L'ACSA est toujours à la recherche de nouveaux partenaires économiques

ST-CÔME, Qc - Les problèmes de commandites de l'Association canadienne de ski acrobatique ne sont toujours pas réglés, elle qui a perdu pas moins de cinq commanditaires majeurs au cours des dernièrs années.

Après les départs d'Ernst & Young et de Colliers International en 2010, les trois ententes majeures qu'elle détenait depuis quelques années avec Bell, RBC et Postes Canada — une douzaine d'années pour cette dernière — et qui étaient valides jusqu'à la conclusion de la dernière saison de la Fédération internationale de ski n'ont pas été renouvelées, ce qui représente un manque à gagner de près de 1,4 million $.

C'est ce manque à gagner qui a forcé l'ACSA à ne présenter qu'une épreuve de sauts à la Coupe du monde de Val St-Côme, ce week-end. L'étape de Calgary, dans deux semaines, accueillera quant à elle les bosseurs.

«Les sports d'hiver traversent une période difficile depuis les Jeux de Vancouver, a expliqué Peter Judge, chef de la direction de Ski acro Canada. Si on exclut les grandes disciplines hivernales — le patinage artistique, le ski alpin —, à peu près toutes les fédérations sportives ont connu des difficultés comme nous après 2010.
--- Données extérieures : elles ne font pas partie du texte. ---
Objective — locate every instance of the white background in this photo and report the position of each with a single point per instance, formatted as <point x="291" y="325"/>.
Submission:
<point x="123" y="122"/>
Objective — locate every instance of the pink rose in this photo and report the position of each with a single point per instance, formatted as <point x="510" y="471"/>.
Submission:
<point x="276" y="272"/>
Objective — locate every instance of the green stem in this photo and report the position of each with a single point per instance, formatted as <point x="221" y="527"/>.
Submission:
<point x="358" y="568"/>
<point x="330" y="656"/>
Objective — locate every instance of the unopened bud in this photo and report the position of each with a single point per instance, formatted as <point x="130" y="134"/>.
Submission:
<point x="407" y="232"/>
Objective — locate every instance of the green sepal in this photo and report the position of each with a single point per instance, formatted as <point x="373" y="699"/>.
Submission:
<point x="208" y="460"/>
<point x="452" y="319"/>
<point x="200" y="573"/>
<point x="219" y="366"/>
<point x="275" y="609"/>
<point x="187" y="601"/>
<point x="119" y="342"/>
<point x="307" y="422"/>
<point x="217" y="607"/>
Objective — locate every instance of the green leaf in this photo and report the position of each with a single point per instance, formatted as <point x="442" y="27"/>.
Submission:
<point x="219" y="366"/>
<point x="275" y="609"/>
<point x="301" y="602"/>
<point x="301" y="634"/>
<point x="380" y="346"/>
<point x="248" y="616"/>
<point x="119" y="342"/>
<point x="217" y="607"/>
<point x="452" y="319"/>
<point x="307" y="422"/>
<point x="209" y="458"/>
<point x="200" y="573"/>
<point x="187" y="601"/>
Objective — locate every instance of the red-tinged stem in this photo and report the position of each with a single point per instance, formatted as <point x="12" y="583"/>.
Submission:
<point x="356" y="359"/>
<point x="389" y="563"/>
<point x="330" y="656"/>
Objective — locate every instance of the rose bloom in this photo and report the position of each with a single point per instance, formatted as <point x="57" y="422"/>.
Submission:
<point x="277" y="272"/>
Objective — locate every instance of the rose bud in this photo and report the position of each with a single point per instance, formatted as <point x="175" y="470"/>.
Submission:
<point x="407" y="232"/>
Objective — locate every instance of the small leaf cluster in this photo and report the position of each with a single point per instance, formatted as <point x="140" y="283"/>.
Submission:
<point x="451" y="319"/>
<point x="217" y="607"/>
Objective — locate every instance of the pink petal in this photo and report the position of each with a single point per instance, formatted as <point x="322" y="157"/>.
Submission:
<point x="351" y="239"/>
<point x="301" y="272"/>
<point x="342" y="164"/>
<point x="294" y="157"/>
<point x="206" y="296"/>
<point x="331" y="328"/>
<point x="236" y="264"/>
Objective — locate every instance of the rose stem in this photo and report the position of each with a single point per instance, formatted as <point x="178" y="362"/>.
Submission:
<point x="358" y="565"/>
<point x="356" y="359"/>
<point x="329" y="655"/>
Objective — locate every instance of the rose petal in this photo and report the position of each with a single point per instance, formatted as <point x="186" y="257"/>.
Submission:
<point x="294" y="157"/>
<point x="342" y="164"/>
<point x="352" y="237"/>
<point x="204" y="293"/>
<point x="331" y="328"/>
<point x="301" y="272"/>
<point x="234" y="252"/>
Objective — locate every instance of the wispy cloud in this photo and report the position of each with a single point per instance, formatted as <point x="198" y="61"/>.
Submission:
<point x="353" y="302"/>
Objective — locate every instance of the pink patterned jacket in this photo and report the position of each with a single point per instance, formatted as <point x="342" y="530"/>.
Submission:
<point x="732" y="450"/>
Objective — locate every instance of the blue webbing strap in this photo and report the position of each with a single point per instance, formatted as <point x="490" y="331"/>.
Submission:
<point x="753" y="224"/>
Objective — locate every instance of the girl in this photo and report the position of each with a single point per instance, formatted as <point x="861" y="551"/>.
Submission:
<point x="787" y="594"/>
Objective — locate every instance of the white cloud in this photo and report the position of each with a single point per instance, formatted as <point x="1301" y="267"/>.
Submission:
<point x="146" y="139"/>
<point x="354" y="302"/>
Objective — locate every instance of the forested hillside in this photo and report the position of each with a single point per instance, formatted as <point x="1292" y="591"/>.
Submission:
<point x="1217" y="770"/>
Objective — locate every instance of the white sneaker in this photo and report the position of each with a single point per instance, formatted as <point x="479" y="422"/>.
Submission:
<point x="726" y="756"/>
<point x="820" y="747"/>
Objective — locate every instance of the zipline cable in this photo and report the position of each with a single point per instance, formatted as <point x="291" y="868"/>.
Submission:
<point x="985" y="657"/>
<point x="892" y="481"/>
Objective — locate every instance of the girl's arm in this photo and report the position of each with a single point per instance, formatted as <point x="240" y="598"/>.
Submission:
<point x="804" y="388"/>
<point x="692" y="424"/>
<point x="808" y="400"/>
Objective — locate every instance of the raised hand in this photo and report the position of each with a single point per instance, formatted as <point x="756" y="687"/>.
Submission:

«Certains sports, qui ont des racines plus internationales, comme le ski de fond ou le biathlon, sont capables d'aller chercher des commanditaires à l'étranger en plus de commanditaires nationaux, ce qui leur apporte plus de stabilité. Mais pour des sports comme le nôtre, qui n'a pas encore atteint la notoriété de ces vénérables épreuves nordiques, l'absence de ce réseau international nous fait mal.»

Pour l'instant, le manque à gagner n'a pas eu plus d'impact que de scinder les deux Coupes du monde. Mais à moyen terme, il pourrait bien y en avoir.

«Ça prendra du temps avant que ça affecte le noyau de nos opérations, mais ce qui se trouve en périphérie sera affecté en premier, a indiqué Judge. Ça ne changera rien d'ici aux Jeux de Sotchi, mais après, on pourrait être forcé de sabrer dans nos dépenses.»

L'une des solutions qui pourrait être préconisée est de ne faire voyager que les athlètes faisant partie de l'équipe A sur le circuit de la Coupe du monde, ce qui aurait un impact important sur la relève.

Cet énorme manque à gagner force également les sports de glisse à faire les choses différemment: les fédérations de ski alpin, biathlon, surf des neiges, ski de fond, ski nordique et de saut à skis ont uni leurs efforts à l'ACSA afin de trouver des partenaires communs, ce qui permet d'élargir l'éventail des partenaires potentiels, qui pouvaient parfois rejeter tel ou tel sport pour des raisons démographiques ou géographiques. Ce partenariat pourrait bientôt rapporter de premières dividendes.

«Nous sommes sur le point de nous associer à un gros partenaire pour dénicher des commanditaires. C'est un très gros partenaire, que je ne veux pas identifier pour l'instant, a lancé Judge, mais nous sommes confiants que cette alliance rapportera gros.»

D'ailleurs, Judge dit voir la lumière au bout du tunnel.

«Ce genre de situation va et vient en cycles et je crois que nous avons passé le pire de la tempête, a noté Judge. On voit aussi que la situation économique semble reprendre du mieux, alors nous sommes définitivement sortis du creux de vague. Pour nous, ça ne s'est pas encore concrétisé en de nouveaux partenariats, mais je ne suis pas inquiet.»